Vanessa didiagnosis kanker usus besar stadium lanjut pada 2014. Meskipun setelah menjalani kemoterapi, kanker terus tumbuh. Ia menemukan pengobatan imunoterapi pembrolizumab yang mengubah hidupnya dan memberi harapan baru. Kini, Vanessa berbagi kisahnya untuk membantu orang lain dan merasa bersyukur atas waktu bersama keluarganya.
Vanessa didiagnosis kanker usus besar tingkat lanjut pada 2014, sebelum ulang tahun ke-60-nya. Kanker telah menyebar ke perut dan hati. Meskipun telah menjalani operasi lima jam dan setahun kemoterapi, kanker masih terus tumbuh, dan dokter menyatakan tidak ada lagi yang bisa dilakukan. Vanessa berkeliling mencari opsi pengobatan.
Suatu hari, cucunya, Zion, bertanya apakah dia percaya pada keajaiban. Vanessa, yang percaya, mulai mencari informasi. Ia menemukan situs Institut Kanker Imunoterapi Bloomberg-Kimmel dan menyadari bantuan yang dicari mungkin ada di dekatnya. Ia berdoa agar pengobatan baru yang sedang diuji coba di Kimmel Cancer Center menjadi keajaiban yang dibutuhkan.

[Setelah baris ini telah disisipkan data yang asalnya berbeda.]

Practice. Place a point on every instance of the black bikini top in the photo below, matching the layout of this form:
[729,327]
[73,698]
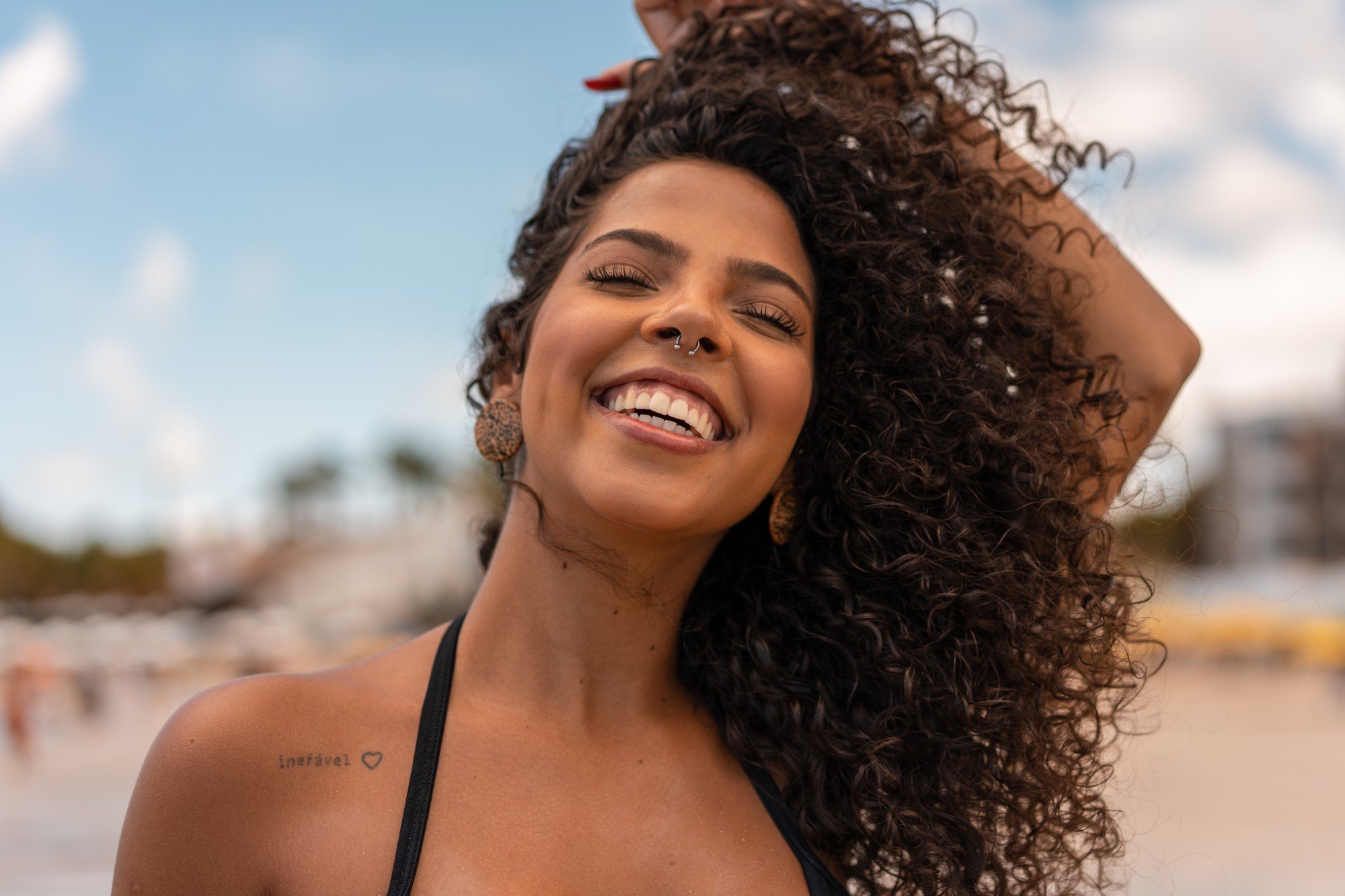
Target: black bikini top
[420,790]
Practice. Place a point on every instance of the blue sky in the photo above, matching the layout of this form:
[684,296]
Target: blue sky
[236,233]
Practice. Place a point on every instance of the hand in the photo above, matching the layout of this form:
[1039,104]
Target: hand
[666,22]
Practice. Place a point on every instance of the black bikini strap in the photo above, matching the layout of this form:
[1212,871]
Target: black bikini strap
[821,880]
[426,763]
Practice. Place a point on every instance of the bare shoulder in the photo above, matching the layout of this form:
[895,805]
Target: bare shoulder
[244,767]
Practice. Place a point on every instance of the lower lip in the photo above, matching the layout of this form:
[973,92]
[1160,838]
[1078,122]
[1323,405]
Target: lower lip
[656,436]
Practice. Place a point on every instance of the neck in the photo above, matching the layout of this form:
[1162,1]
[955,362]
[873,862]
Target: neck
[556,638]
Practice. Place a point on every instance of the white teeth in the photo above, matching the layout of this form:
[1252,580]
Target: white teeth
[693,421]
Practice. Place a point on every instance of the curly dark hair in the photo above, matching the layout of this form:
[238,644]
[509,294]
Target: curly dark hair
[937,661]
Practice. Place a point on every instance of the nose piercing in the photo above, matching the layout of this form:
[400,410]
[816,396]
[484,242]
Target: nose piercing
[679,345]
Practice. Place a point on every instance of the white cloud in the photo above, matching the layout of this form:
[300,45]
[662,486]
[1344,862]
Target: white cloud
[1246,192]
[161,276]
[114,369]
[180,447]
[1272,322]
[63,475]
[1315,110]
[37,79]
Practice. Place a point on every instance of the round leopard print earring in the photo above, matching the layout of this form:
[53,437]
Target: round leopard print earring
[500,430]
[782,514]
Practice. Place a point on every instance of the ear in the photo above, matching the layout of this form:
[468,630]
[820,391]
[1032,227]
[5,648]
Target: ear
[786,478]
[506,384]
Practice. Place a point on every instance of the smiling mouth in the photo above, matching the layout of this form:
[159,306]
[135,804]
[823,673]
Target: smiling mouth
[654,423]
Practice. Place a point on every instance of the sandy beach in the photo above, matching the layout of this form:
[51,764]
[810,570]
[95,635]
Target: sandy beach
[1237,792]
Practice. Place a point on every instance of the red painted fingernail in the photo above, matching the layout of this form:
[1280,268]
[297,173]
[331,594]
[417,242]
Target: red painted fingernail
[610,83]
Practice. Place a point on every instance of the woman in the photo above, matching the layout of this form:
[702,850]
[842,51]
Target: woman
[808,419]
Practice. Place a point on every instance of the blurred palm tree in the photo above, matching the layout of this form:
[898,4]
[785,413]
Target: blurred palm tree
[416,471]
[310,493]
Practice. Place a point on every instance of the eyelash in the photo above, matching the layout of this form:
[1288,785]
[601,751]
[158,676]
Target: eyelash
[627,275]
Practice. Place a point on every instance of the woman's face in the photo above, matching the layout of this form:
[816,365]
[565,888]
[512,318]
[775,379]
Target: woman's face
[681,245]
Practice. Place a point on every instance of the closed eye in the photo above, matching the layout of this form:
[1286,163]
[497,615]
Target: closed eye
[778,318]
[618,274]
[633,276]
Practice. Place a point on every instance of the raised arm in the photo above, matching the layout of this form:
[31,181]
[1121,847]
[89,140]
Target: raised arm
[1124,317]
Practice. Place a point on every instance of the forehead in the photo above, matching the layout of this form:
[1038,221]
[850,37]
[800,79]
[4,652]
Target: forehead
[716,210]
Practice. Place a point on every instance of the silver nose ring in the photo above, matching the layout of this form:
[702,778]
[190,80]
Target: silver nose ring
[679,343]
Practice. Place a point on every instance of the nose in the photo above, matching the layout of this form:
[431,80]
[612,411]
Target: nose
[691,323]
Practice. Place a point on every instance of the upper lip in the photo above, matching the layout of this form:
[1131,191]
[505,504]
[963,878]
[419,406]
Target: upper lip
[676,378]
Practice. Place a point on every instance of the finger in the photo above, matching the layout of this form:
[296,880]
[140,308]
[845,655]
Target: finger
[660,19]
[613,79]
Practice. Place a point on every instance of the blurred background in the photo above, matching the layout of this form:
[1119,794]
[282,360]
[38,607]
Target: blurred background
[243,251]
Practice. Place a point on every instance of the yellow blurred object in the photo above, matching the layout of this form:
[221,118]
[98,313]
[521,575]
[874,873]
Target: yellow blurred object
[1250,634]
[1320,642]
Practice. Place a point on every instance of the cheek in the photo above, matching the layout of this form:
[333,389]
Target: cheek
[779,399]
[570,341]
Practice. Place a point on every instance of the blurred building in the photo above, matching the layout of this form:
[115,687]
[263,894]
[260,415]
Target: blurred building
[1280,494]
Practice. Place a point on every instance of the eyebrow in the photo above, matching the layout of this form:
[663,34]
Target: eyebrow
[661,245]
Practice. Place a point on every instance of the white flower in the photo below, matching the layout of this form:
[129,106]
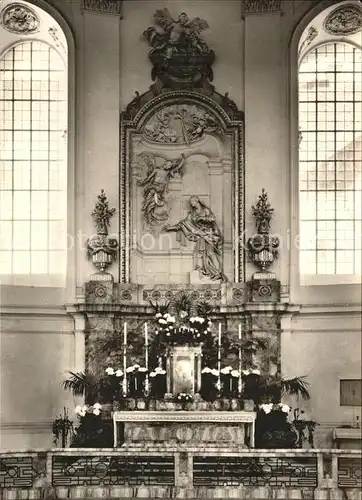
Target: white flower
[81,410]
[267,408]
[284,408]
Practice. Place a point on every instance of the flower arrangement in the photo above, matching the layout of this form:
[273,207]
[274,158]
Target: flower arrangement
[136,375]
[83,410]
[183,329]
[62,429]
[184,398]
[229,381]
[158,382]
[209,379]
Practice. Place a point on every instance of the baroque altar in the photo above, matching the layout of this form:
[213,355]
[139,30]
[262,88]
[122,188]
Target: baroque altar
[180,252]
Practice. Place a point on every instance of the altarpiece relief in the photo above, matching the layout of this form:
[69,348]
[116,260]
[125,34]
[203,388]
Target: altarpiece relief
[181,171]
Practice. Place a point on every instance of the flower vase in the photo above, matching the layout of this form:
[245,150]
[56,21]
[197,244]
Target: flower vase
[225,404]
[106,411]
[248,405]
[216,405]
[234,404]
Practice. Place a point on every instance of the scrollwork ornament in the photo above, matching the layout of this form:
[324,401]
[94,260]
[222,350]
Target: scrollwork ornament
[20,19]
[179,56]
[101,248]
[345,20]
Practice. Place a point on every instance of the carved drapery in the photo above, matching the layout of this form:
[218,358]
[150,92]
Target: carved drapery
[176,118]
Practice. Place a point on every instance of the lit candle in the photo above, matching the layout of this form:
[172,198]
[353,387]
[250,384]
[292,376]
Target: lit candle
[219,358]
[124,359]
[125,333]
[146,357]
[240,361]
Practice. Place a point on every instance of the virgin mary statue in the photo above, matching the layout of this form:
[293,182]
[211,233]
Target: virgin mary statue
[200,226]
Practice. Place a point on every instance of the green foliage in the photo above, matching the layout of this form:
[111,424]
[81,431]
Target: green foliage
[296,386]
[102,390]
[81,383]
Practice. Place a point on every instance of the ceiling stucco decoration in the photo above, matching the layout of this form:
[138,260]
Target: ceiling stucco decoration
[103,6]
[312,33]
[345,20]
[18,18]
[261,6]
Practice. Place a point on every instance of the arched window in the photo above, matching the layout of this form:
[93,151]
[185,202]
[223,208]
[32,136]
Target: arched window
[33,160]
[330,152]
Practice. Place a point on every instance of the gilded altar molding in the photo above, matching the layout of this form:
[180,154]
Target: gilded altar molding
[20,19]
[261,6]
[345,20]
[114,7]
[184,416]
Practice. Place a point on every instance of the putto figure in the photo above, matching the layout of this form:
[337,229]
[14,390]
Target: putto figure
[155,184]
[170,37]
[200,226]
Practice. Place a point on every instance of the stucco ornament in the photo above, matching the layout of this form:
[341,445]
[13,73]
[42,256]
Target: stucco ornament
[18,18]
[200,227]
[157,173]
[180,124]
[100,247]
[263,247]
[345,20]
[179,55]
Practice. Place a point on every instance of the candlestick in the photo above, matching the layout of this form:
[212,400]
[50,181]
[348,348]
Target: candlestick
[125,359]
[240,362]
[146,358]
[219,359]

Obat baru bernama pembrolizumab memungkinkan sel imun melihat dan merespon sel kanker. Penelitian awal tidak menjanjikan untuk kanker usus besar, tetapi satu pasien berhasil membuat peneliti penasaran. Penelitian genetik dari 1993 di Kimmel Cancer Center menemukan mutasi gen yang menyebabkan kesalahan penyalinan DNA yang dapat menarik perhatian sistem imun.

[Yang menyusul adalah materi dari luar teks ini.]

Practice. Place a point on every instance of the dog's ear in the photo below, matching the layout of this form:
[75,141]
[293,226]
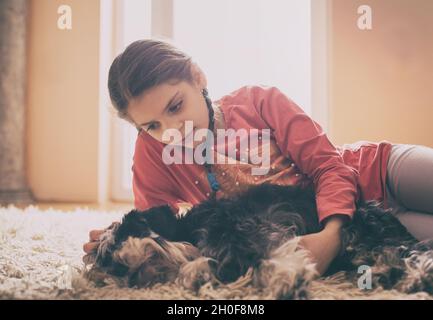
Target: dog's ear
[163,221]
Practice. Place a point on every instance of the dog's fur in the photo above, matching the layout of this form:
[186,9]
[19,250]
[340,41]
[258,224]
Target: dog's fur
[222,240]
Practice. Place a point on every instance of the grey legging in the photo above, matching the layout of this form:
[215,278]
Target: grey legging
[409,187]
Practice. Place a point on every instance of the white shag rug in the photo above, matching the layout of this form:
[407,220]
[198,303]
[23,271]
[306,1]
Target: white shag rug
[41,252]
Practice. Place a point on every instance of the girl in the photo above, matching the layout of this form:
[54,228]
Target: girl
[156,87]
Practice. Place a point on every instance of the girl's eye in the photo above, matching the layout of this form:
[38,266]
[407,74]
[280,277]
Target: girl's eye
[175,108]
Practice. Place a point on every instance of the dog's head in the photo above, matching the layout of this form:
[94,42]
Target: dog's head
[136,254]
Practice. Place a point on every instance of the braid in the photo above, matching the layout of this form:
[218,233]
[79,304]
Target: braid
[211,177]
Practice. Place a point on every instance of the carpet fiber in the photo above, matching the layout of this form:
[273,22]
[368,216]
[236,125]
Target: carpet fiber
[41,251]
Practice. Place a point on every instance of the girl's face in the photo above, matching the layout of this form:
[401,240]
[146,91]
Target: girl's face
[168,106]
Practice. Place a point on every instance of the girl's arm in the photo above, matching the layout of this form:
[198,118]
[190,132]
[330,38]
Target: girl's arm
[303,140]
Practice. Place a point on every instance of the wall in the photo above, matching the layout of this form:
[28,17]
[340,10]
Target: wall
[381,79]
[63,102]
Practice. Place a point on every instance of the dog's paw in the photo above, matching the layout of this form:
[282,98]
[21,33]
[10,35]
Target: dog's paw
[194,274]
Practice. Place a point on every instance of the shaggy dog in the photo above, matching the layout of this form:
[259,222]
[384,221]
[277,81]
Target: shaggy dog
[256,233]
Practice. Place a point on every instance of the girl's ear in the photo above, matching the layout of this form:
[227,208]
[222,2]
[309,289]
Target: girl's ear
[198,76]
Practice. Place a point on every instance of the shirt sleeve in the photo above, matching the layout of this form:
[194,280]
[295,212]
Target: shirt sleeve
[151,184]
[303,140]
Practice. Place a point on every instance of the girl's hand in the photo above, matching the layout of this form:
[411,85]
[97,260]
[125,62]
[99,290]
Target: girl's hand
[324,245]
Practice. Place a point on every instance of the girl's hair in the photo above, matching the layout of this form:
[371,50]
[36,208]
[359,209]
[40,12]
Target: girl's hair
[143,65]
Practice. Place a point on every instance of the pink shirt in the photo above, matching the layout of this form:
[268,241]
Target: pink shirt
[340,175]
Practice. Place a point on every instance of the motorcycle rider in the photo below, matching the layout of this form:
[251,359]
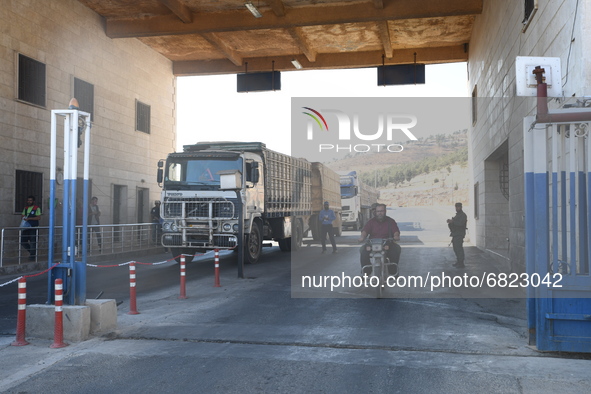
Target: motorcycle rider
[381,226]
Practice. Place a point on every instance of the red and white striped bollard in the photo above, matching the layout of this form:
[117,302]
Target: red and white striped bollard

Jumlah besar mutasi karena kesalahan genetik ini mengakibatkan sel kanker terdeteksi tidak normal. Namun, sel kanker dapat mematikan respons imun. Pembrolizumab, sebagai penghambat checkpoint imun, dapat mengaktifkan kembali sistem imun dan melawan kanker. Vanessa yang bisa ikut uji coba beruntung karena kanker yang dideritanya positif pada defisiensi perbaikan kesalahan.
Setelah bergabung dalam uji coba pembrolizumab, tumor Vanessa menyusut hingga 60%. Vanessa merasa jauh lebih baik dengan terapi ini dibandingkan kemoterapi yang membuatnya sangat sakit. Dia bersyukur bisa menjadi nenek buyut dan mampu melihat cucunya tumbuh besar. Vanessa sekarang aktif membantu orang lain dan berbicara tentang pengalaman klinis untuk mengurangi ketakutan orang terhadap uji coba.

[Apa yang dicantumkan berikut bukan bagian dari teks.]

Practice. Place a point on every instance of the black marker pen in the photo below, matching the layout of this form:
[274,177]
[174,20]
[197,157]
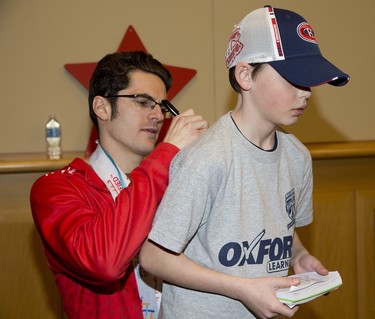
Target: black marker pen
[170,107]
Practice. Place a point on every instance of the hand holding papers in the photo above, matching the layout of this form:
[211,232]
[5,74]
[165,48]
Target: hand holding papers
[312,286]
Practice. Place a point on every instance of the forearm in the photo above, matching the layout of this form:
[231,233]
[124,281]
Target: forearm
[303,261]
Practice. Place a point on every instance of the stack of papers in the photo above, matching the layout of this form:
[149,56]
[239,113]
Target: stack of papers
[312,286]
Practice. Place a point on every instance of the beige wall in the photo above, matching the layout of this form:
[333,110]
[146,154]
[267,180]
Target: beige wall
[38,37]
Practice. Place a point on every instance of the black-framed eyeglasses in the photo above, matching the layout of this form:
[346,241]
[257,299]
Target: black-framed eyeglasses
[143,100]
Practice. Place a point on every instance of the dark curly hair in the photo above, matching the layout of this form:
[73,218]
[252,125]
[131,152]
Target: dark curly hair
[112,75]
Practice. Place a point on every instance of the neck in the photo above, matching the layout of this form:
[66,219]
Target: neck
[253,129]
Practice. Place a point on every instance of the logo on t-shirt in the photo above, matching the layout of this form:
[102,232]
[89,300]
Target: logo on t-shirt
[290,206]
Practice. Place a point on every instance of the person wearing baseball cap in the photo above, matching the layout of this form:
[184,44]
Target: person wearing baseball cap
[224,237]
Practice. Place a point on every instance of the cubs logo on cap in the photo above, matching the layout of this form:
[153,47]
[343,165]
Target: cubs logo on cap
[286,41]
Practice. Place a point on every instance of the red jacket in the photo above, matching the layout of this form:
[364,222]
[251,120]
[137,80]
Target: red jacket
[90,240]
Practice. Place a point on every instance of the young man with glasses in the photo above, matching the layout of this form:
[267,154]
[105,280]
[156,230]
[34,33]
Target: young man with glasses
[93,216]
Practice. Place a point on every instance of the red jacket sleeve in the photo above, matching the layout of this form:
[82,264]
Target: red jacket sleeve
[88,235]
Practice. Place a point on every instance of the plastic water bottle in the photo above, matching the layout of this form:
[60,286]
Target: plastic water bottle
[53,139]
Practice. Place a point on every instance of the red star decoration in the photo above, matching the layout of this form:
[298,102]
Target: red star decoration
[130,42]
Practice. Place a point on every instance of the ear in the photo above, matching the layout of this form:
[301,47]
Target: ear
[243,75]
[102,108]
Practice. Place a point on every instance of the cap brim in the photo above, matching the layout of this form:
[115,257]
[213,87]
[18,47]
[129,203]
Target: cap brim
[310,71]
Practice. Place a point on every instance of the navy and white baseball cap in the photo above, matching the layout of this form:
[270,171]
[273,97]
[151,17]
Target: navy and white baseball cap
[287,42]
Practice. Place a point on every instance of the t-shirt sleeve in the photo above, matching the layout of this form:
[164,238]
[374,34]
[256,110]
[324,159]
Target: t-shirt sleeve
[183,209]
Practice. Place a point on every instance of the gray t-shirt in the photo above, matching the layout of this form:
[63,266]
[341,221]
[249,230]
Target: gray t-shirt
[232,207]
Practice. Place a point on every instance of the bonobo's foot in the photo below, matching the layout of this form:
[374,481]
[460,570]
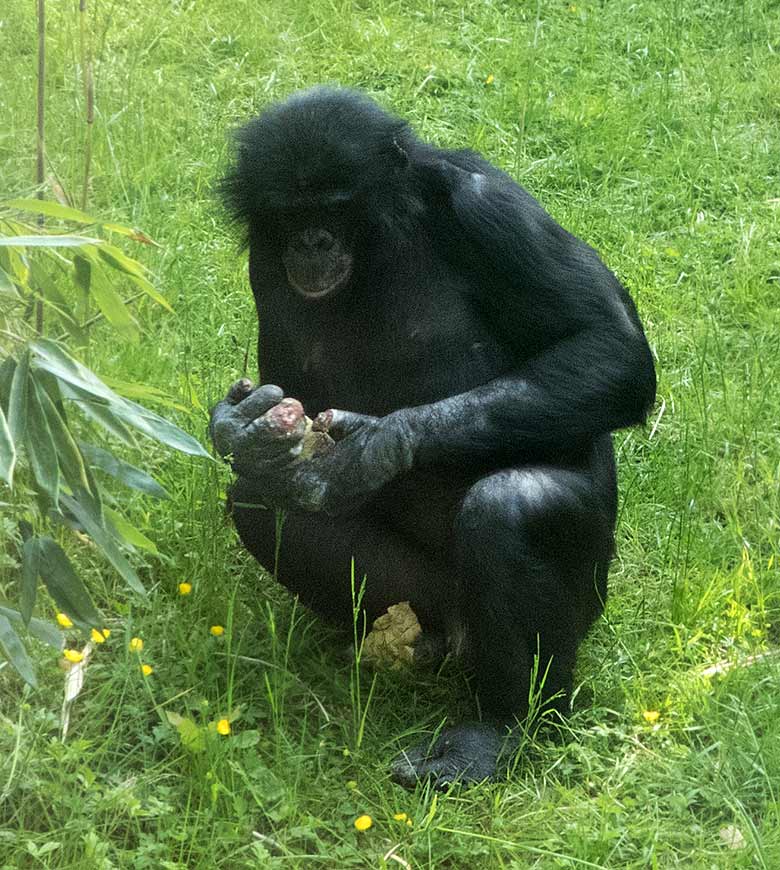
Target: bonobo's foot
[464,754]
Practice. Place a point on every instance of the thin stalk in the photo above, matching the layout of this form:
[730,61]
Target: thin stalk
[39,174]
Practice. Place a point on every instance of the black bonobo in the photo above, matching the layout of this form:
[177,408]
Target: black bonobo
[470,358]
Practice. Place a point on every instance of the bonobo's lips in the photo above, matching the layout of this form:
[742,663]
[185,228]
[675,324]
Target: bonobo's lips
[314,283]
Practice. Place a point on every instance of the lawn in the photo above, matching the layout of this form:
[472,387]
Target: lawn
[651,130]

Vanessa sangat berterima kasih kepada onkolognya, Dung Le, dan perawatnya, Holly Kemberling, yang sangat peduli dan menjelaskan segala hal dengan baik. Terapi yang didanai NIH ini memberinya waktu yang sangat ia inginkan bersama keluarganya, termasuk menyaksikan cucunya lulus dan masuk perguruan tinggi. Dia menyadari betapa berartinya perjalanan sulit yang telah dilaluinya dan ber kesempatan untuk sosialisasi dengan keluarga.
Vanessa berjuang melawan kanker usus besar tingkat lanjut dengan percaya pada keajaiban dan berkat uji coba pengobatan baru pembrolizumab. Dengan dukungan dari peneliti dan keluarganya, ia berhasil mengatasi penyakit yang mengancam hidupnya. Cerita Vanessa menjadi inspirasi bagi banyak orang untuk memahami pentingnya keterlibatan dalam uji coba klinis. Ia kini menikmati waktu berharga dengan keluarganya dan aktif membantu orang lain.